Eugeny N Dzhurinsky wrote:
On Tue, Nov 20, 2007 at 05:42:28PM +0100, Andrzej Bialecki wrote:
I work with an application that faces a somewhat similar problem. If you
keep using large keys, at some point tasks will start failing with
OutOfMemory exception, because Hadoop needs to keep many keys completely in
RAM ...
The solution I found was to replace large keys with equivalent small keys,
ie. hashes. Large content (both keys and values) are stored in HDFS. For
large keys (which are still somewhat smaller than values) I use a MapFile
of <hash, largeKey>, and large values I store in regular files on HDFS,
named by the hash.
This way, I can use <hash, largeKey> as the input to map-reduce, and
retrieve large values lazily from HDFS from a pre-defined path + "/" +
hash.
Okay, good point, thank you. So as far as I understand, in the Mapping job I
will take the blob, store it into HDFS using Path built in some way, and then
obtain InputStream from the file somehow? Or I just missed something?
Yes, exactly like this.
2) Our application needs to get data from these saved BLOBs later, as well
as
some meta-data associated with each BLOB. Moreover, there should be an
ability
to find the BLOB using certain criteria. As far as I understand
Map/Reduce, it
The question is whether you need this search to occur as a batch job, or in
real-time. The solution I outlined above allows you to quickly lookup the
largeKey and also locate a file with the BLOB.

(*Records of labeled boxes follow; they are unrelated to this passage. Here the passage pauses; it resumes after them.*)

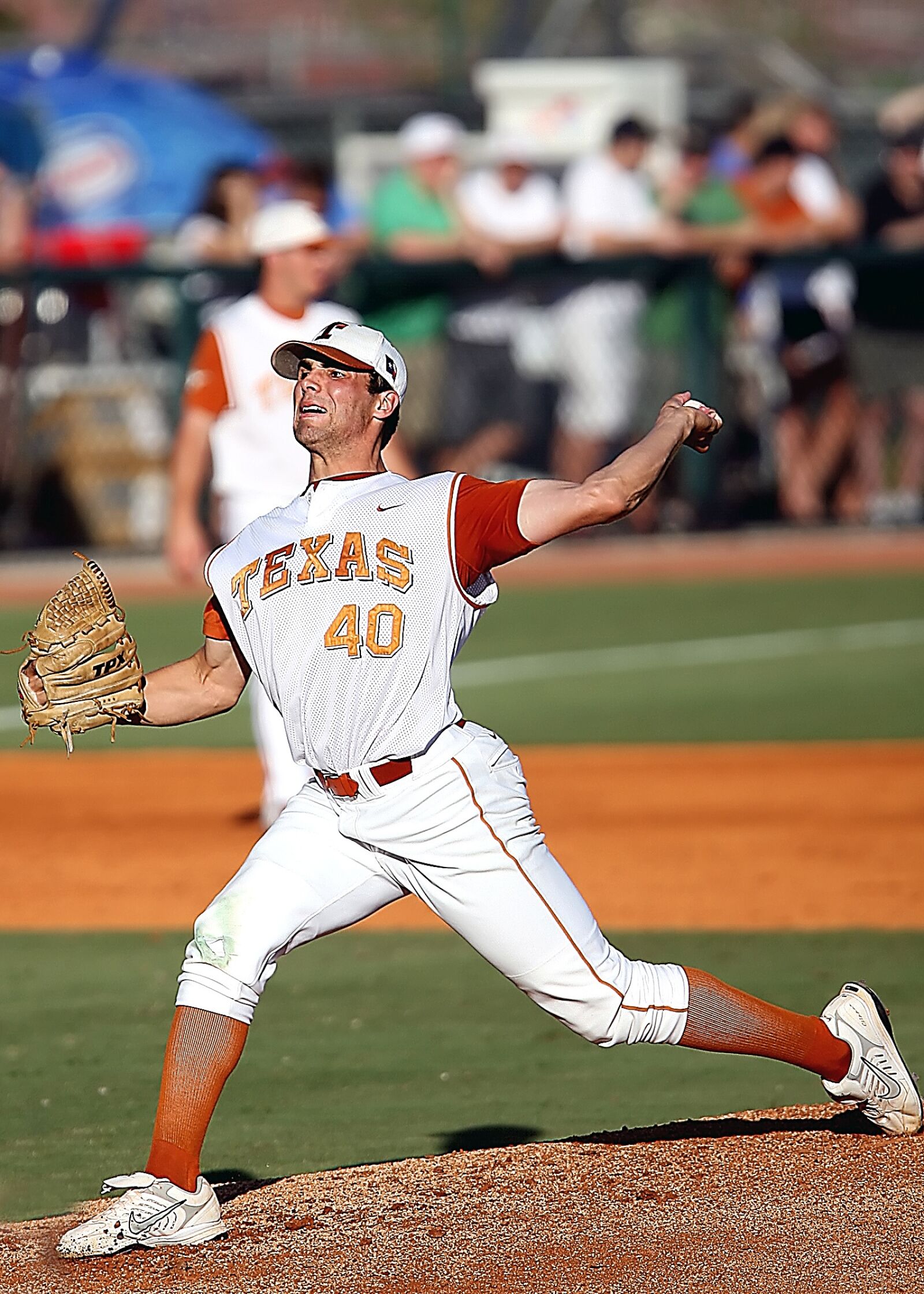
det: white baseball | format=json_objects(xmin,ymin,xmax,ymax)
[{"xmin": 683, "ymin": 400, "xmax": 722, "ymax": 427}]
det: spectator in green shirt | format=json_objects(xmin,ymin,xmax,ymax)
[{"xmin": 366, "ymin": 113, "xmax": 497, "ymax": 448}]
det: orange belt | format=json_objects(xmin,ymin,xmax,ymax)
[{"xmin": 315, "ymin": 719, "xmax": 466, "ymax": 800}]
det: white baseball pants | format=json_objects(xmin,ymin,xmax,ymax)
[
  {"xmin": 176, "ymin": 723, "xmax": 688, "ymax": 1047},
  {"xmin": 219, "ymin": 494, "xmax": 308, "ymax": 827}
]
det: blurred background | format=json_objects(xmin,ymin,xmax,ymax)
[{"xmin": 0, "ymin": 0, "xmax": 924, "ymax": 551}]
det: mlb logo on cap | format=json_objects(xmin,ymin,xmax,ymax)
[{"xmin": 270, "ymin": 323, "xmax": 408, "ymax": 400}]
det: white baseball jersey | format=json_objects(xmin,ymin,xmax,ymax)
[
  {"xmin": 206, "ymin": 471, "xmax": 497, "ymax": 774},
  {"xmin": 176, "ymin": 473, "xmax": 688, "ymax": 1047},
  {"xmin": 188, "ymin": 292, "xmax": 359, "ymax": 515}
]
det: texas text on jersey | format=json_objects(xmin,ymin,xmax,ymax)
[{"xmin": 204, "ymin": 473, "xmax": 531, "ymax": 774}]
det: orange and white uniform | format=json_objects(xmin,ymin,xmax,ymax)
[
  {"xmin": 184, "ymin": 292, "xmax": 357, "ymax": 821},
  {"xmin": 177, "ymin": 473, "xmax": 688, "ymax": 1046}
]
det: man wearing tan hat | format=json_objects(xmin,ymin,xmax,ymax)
[{"xmin": 166, "ymin": 202, "xmax": 357, "ymax": 826}]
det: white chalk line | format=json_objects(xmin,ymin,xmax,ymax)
[{"xmin": 453, "ymin": 620, "xmax": 924, "ymax": 687}]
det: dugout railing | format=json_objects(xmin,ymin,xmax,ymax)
[{"xmin": 0, "ymin": 246, "xmax": 924, "ymax": 551}]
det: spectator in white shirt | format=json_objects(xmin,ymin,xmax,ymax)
[
  {"xmin": 787, "ymin": 101, "xmax": 862, "ymax": 242},
  {"xmin": 436, "ymin": 136, "xmax": 562, "ymax": 475},
  {"xmin": 552, "ymin": 118, "xmax": 683, "ymax": 480}
]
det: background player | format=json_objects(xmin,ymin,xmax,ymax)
[
  {"xmin": 166, "ymin": 200, "xmax": 359, "ymax": 826},
  {"xmin": 52, "ymin": 323, "xmax": 922, "ymax": 1256}
]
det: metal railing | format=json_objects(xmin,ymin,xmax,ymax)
[{"xmin": 0, "ymin": 247, "xmax": 924, "ymax": 551}]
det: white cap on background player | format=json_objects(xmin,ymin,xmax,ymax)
[
  {"xmin": 248, "ymin": 198, "xmax": 330, "ymax": 256},
  {"xmin": 397, "ymin": 113, "xmax": 464, "ymax": 162},
  {"xmin": 269, "ymin": 323, "xmax": 408, "ymax": 400}
]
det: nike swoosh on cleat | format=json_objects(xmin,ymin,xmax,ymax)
[
  {"xmin": 128, "ymin": 1199, "xmax": 182, "ymax": 1236},
  {"xmin": 863, "ymin": 1056, "xmax": 902, "ymax": 1101}
]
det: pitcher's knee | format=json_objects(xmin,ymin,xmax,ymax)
[
  {"xmin": 612, "ymin": 961, "xmax": 690, "ymax": 1043},
  {"xmin": 517, "ymin": 949, "xmax": 690, "ymax": 1047},
  {"xmin": 176, "ymin": 908, "xmax": 275, "ymax": 1025}
]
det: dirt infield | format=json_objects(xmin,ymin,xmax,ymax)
[
  {"xmin": 0, "ymin": 742, "xmax": 924, "ymax": 931},
  {"xmin": 0, "ymin": 1105, "xmax": 924, "ymax": 1294}
]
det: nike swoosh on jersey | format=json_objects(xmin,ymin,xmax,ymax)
[{"xmin": 128, "ymin": 1199, "xmax": 182, "ymax": 1236}]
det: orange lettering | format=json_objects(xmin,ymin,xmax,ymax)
[
  {"xmin": 375, "ymin": 540, "xmax": 414, "ymax": 593},
  {"xmin": 366, "ymin": 602, "xmax": 404, "ymax": 656},
  {"xmin": 297, "ymin": 534, "xmax": 330, "ymax": 583},
  {"xmin": 334, "ymin": 530, "xmax": 371, "ymax": 580},
  {"xmin": 232, "ymin": 557, "xmax": 263, "ymax": 620},
  {"xmin": 260, "ymin": 544, "xmax": 295, "ymax": 598},
  {"xmin": 323, "ymin": 605, "xmax": 360, "ymax": 657}
]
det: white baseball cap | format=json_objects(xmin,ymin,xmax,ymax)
[
  {"xmin": 269, "ymin": 323, "xmax": 408, "ymax": 400},
  {"xmin": 247, "ymin": 198, "xmax": 330, "ymax": 256},
  {"xmin": 397, "ymin": 113, "xmax": 464, "ymax": 162}
]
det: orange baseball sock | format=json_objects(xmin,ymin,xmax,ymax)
[
  {"xmin": 681, "ymin": 966, "xmax": 850, "ymax": 1083},
  {"xmin": 147, "ymin": 1007, "xmax": 247, "ymax": 1191}
]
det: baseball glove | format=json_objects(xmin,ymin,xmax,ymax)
[{"xmin": 12, "ymin": 552, "xmax": 145, "ymax": 754}]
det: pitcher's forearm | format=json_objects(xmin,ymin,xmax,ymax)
[
  {"xmin": 144, "ymin": 652, "xmax": 241, "ymax": 727},
  {"xmin": 584, "ymin": 419, "xmax": 688, "ymax": 524}
]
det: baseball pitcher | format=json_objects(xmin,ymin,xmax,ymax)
[
  {"xmin": 167, "ymin": 200, "xmax": 357, "ymax": 827},
  {"xmin": 22, "ymin": 322, "xmax": 922, "ymax": 1256}
]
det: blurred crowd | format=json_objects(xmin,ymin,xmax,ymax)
[{"xmin": 0, "ymin": 96, "xmax": 924, "ymax": 528}]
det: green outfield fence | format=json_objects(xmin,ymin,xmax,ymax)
[{"xmin": 0, "ymin": 247, "xmax": 924, "ymax": 552}]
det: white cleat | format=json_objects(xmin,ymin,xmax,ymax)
[
  {"xmin": 822, "ymin": 983, "xmax": 922, "ymax": 1136},
  {"xmin": 58, "ymin": 1172, "xmax": 228, "ymax": 1258}
]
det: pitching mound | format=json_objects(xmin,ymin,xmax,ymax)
[{"xmin": 0, "ymin": 1105, "xmax": 924, "ymax": 1294}]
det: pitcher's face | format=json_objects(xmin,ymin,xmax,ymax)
[{"xmin": 292, "ymin": 358, "xmax": 378, "ymax": 449}]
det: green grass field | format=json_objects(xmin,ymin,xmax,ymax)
[
  {"xmin": 7, "ymin": 932, "xmax": 924, "ymax": 1218},
  {"xmin": 0, "ymin": 575, "xmax": 924, "ymax": 1218},
  {"xmin": 0, "ymin": 575, "xmax": 924, "ymax": 748}
]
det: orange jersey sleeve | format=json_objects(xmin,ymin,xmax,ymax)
[
  {"xmin": 182, "ymin": 329, "xmax": 230, "ymax": 417},
  {"xmin": 202, "ymin": 598, "xmax": 230, "ymax": 642},
  {"xmin": 456, "ymin": 476, "xmax": 537, "ymax": 589}
]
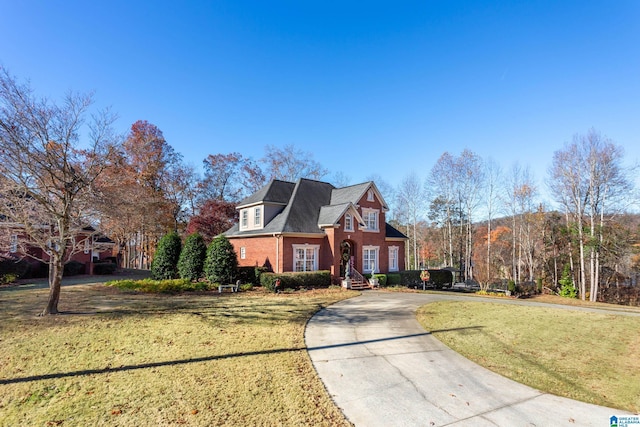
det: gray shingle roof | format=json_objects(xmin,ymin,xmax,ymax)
[
  {"xmin": 238, "ymin": 179, "xmax": 296, "ymax": 208},
  {"xmin": 224, "ymin": 178, "xmax": 406, "ymax": 238}
]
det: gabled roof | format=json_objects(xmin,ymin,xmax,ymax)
[
  {"xmin": 331, "ymin": 181, "xmax": 389, "ymax": 210},
  {"xmin": 318, "ymin": 202, "xmax": 364, "ymax": 227},
  {"xmin": 224, "ymin": 178, "xmax": 406, "ymax": 238}
]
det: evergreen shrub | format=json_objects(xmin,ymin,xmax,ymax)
[
  {"xmin": 387, "ymin": 273, "xmax": 402, "ymax": 286},
  {"xmin": 204, "ymin": 235, "xmax": 238, "ymax": 284},
  {"xmin": 178, "ymin": 233, "xmax": 207, "ymax": 280},
  {"xmin": 151, "ymin": 233, "xmax": 182, "ymax": 280},
  {"xmin": 260, "ymin": 270, "xmax": 331, "ymax": 291}
]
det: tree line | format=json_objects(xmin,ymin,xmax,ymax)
[
  {"xmin": 395, "ymin": 138, "xmax": 640, "ymax": 301},
  {"xmin": 0, "ymin": 68, "xmax": 637, "ymax": 314}
]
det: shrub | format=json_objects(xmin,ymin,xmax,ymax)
[
  {"xmin": 387, "ymin": 273, "xmax": 402, "ymax": 286},
  {"xmin": 260, "ymin": 270, "xmax": 331, "ymax": 291},
  {"xmin": 62, "ymin": 261, "xmax": 86, "ymax": 276},
  {"xmin": 428, "ymin": 270, "xmax": 453, "ymax": 289},
  {"xmin": 93, "ymin": 262, "xmax": 117, "ymax": 275},
  {"xmin": 178, "ymin": 233, "xmax": 207, "ymax": 280},
  {"xmin": 400, "ymin": 270, "xmax": 422, "ymax": 286},
  {"xmin": 151, "ymin": 233, "xmax": 182, "ymax": 280},
  {"xmin": 204, "ymin": 235, "xmax": 238, "ymax": 283},
  {"xmin": 364, "ymin": 274, "xmax": 387, "ymax": 287},
  {"xmin": 106, "ymin": 279, "xmax": 210, "ymax": 293},
  {"xmin": 0, "ymin": 273, "xmax": 18, "ymax": 285}
]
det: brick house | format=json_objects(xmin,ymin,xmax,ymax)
[{"xmin": 224, "ymin": 179, "xmax": 407, "ymax": 286}]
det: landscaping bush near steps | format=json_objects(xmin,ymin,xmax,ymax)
[{"xmin": 260, "ymin": 270, "xmax": 331, "ymax": 291}]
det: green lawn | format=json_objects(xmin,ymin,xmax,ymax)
[
  {"xmin": 0, "ymin": 285, "xmax": 356, "ymax": 426},
  {"xmin": 418, "ymin": 299, "xmax": 640, "ymax": 413}
]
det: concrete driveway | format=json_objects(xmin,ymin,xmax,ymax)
[{"xmin": 305, "ymin": 291, "xmax": 630, "ymax": 427}]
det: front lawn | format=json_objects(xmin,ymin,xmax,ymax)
[
  {"xmin": 418, "ymin": 298, "xmax": 640, "ymax": 413},
  {"xmin": 0, "ymin": 285, "xmax": 356, "ymax": 426}
]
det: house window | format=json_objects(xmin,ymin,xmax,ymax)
[
  {"xmin": 362, "ymin": 209, "xmax": 378, "ymax": 231},
  {"xmin": 389, "ymin": 246, "xmax": 398, "ymax": 271},
  {"xmin": 293, "ymin": 245, "xmax": 320, "ymax": 271},
  {"xmin": 362, "ymin": 246, "xmax": 380, "ymax": 273},
  {"xmin": 241, "ymin": 209, "xmax": 249, "ymax": 228},
  {"xmin": 344, "ymin": 214, "xmax": 353, "ymax": 231},
  {"xmin": 253, "ymin": 208, "xmax": 262, "ymax": 226}
]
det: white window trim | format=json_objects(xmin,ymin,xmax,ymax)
[
  {"xmin": 240, "ymin": 209, "xmax": 249, "ymax": 229},
  {"xmin": 389, "ymin": 246, "xmax": 400, "ymax": 271},
  {"xmin": 291, "ymin": 244, "xmax": 320, "ymax": 272},
  {"xmin": 362, "ymin": 246, "xmax": 380, "ymax": 274},
  {"xmin": 367, "ymin": 188, "xmax": 376, "ymax": 202},
  {"xmin": 344, "ymin": 214, "xmax": 354, "ymax": 231},
  {"xmin": 362, "ymin": 208, "xmax": 380, "ymax": 233},
  {"xmin": 253, "ymin": 207, "xmax": 262, "ymax": 227}
]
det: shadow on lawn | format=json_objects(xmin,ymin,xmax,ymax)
[
  {"xmin": 0, "ymin": 326, "xmax": 482, "ymax": 385},
  {"xmin": 472, "ymin": 328, "xmax": 616, "ymax": 408}
]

Well, I was thinking about scheduling a job with "search conditions" as an
input, which job will perform the search and return key/value pairs somehow,
which will be used later. Those key/value will be used to refer to another
blobs, if that matters. And there could be several jobs of such kind in the
system at the same time, so I would need to separate them somehow to avoid
data interference.
I probably don't understand your requirements - what you described looks
like one of the example applications supplied with Hadoop, namely Grep.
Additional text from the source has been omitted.